You can use matrix multiplication dot, but before you have to convert Series to DataFrame (because dot method on Series implements dot product):
>>> B = pd.Series(range(1, 5))
>>> A = pd.Series(range(1, 5))
>>> dfA = pd.DataFrame(A)
>>> dfB = pd.DataFrame(B)
>>> dfA.dot(dfB.T)
0 1 2 3
0 1 2 3 4
1 2 4 6 8
2 3 6 9 12
3 4 8 12 16
You can create a DataFrame from multiplying two series of unequal length by broadcasting each value of the row (or column) with the other series. For example:
> row = pd.Series(np.arange(1, 6), index=np.arange(1, 6))
> col = pd.Series(np.arange(1, 4), index=np.arange(1, 4))
> row.apply(lambda r: r * col)
1 2 3
1 1 2 3
2 2 4 6
3 3 6 9
4 4 8 12
5 5 10 15
First create a DataFrame of 1's. Then broadcast multiply along each axis in turn.
>>> s1 = Series([1,2,3,4,5])
>>> s2 = Series([10,20,30])
>>> df = DataFrame(1, index=s1.index, columns=s2.index)
>>> df
0 1 2
0 1 1 1
1 1 1 1
2 1 1 1
3 1 1 1
4 1 1 1
>>>> df.multiply(s1, axis='index') * s2
0 1 2
0 10 20 30
1 20 40 60
2 30 60 90
3 40 80 120
4 50 100 150
You need to use df.multiply in order to specify that the series will line up with the row index. You can use the normal multiplication operator * with s2 because matching on columns is the default way of doing multiplication between a DataFrame and a Series.
So I think this may get you most of the way there if you have two series of different lengths.

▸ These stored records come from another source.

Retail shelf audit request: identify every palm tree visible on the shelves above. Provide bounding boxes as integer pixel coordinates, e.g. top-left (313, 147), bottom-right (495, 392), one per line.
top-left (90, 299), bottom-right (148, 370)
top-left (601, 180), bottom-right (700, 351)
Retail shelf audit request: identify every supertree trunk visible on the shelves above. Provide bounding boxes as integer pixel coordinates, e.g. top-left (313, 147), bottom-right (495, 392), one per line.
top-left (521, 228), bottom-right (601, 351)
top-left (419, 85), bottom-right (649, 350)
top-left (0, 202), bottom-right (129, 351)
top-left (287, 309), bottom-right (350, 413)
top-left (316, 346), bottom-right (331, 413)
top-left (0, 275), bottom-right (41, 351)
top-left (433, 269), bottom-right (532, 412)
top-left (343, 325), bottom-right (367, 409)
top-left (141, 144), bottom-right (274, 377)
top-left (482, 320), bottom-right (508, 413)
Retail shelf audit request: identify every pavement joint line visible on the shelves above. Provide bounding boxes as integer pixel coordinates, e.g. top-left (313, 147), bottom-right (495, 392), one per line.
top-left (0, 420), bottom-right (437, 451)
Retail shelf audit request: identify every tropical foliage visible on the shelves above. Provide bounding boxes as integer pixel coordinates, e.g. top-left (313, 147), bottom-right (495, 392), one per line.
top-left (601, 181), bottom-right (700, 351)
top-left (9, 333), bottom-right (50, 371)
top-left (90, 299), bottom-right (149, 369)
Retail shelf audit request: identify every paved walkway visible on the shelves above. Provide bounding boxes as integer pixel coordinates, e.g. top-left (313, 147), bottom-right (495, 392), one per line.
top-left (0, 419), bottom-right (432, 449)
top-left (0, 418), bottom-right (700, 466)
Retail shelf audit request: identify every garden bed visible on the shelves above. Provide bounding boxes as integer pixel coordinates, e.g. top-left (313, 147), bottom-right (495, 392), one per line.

This seems like a very manual process but I cannot think of another way using pandas or NumPy functions.
>>>> a = Series([1, 3, 3, 5, 5])
>>>> b = Series([5, 10])
First convert your row values a to a DataFrame and make copies of this Series in the form of new columns as many as you have values in your columns series b.
>>>> result = DataFrame(a)
>>>> for i in xrange(len(b)):
result[i] = a
0 1
0 1 1
1 3 3
2 3 3
3 5 5
4 5 5
You can then broadcast your Series b over your DataFrame result:
>>>> result = result.mul(b)
0 1
0 5 10
1 15 30
2 15 30
3 25 50
4 25 50
In the example I have chosen, you will end up with indexes that are duplicates due to your initial Series. I would recommend leaving the indexes as unique identifiers. This makes programmatic sense otherwise you will return more than one value when you select an index that has more than one row assigned to it. If you must, you can then reindex your row labels and your column labels using these functions:
>>>> result.columns = b
>>>> result.set_index(a)
5 10
1 5 10
3 15 30
3 15 30
5 25 50
5 25 50
Example of duplicate indexing:
>>>> result.loc[3]
5 10
3 15 30
3 15 30
In order to use the DataFrame.dot method, you need to transpose one of the series:
>>> a = pd.Series([1, 2, 3, 4])
>>> b = pd.Series([10, 20, 30])
>>> a.to_frame().dot(b.to_frame().transpose())
0 1 2
0 10 20 30
1 20 40 60
2 30 60 90
3 40 80 120
Also make sure the series have the same name.